Got it. And do those -- now that your strengths like some rentals that are non-core, what do those sales, yields look like in comparison to the yields at which you buy? Or get down to…
Pretty good, generally we have seen positive HPI as it normally varies. So we’re getting pretty good yield from these sales.
Okay. And then anything on the balance sheet as you guys move ahead are now have largely completed the cleanup in terms of either moving away from repurchase agreements and some of these other types of debt to maybe just more I don’t know term loans or securitizations like how do you think about just the balance sheet any opportunities there?
Yes, we are definitely looking to continue to term out our funding duration. So we are looking at existing debt and as things come up for refi how we deal with that. But definitely the plan is to continue to term out debt and new acquisitions obviously we’ll be looking for longer term debt as well.
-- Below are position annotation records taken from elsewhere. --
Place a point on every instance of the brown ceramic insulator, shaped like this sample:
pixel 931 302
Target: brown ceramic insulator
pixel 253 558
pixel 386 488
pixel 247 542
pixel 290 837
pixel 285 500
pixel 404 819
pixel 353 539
And then secondly, as I said in my prepared remarks we are also looking to hedge our long-term interest rate exposure, against potential rate increases. So as I said 65% is already fixed or cap rate now, which is a big increase over last quarter, but we think there is more to do there. So we’ll be looking at improving that as well, as we go forward.
Okay. And then last question, on the idea of internalizing property management perhaps at some point in the future, like is there a piece of the operations that you just feel like you would benefit in those from gaining control, whether it’s R&M or just the leasing process or is there a key to that that you just feel like you’d rather control?
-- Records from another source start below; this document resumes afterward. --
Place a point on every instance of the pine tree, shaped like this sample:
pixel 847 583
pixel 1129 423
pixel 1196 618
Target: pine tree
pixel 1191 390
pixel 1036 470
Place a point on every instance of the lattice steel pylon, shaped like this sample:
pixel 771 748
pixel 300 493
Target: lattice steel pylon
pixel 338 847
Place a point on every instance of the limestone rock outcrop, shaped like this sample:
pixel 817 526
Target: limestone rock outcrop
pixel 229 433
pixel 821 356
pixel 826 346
The R&M is clearly high on that list, but it's a as I said, both of those guys are doing a great job. We just believe that at some time you need to have your own folks who answer directly to your management team to get the absolute best price I'm not saying those guys don't. But I just believe if as we get bigger we'd like to have, I'd like to have more control over the R&M process. But you bring up other issues. Setting rent is only one key revenue to this business Tony, as you know.
There are some ancillary things you can charge, but it's really rent until the science of controlling rent is really extremely technical requires a lot of IT and having other people do it for you even watching them I believe, I mean, most of my team would agree. And we would just like to have more control over it. And you have to as I said on the last call answer to what we believe is an important ratio because the external management, the G&A of the whole thing whether it's external or internal divided by assets have to line up with other people and other REITs.
And so you have to squeeze every last penny out of this thing and we could be wrong, but I believe that if we pulled it internal and you align incentives properly I think you can squeeze a lot of money on R&M, I think you can set rents more, you can optimize rents better and I think we’d just rather have control over.
Got it, thank you.
And I'm showing no further questions at this time. I would now like to turn the call back over to management for closing remarks.
Thank you everyone for joining the call. And have a great day. Thank you.
Ladies and gentlemen, that concludes today's conference. Thank you for your participation and have a wonderful day.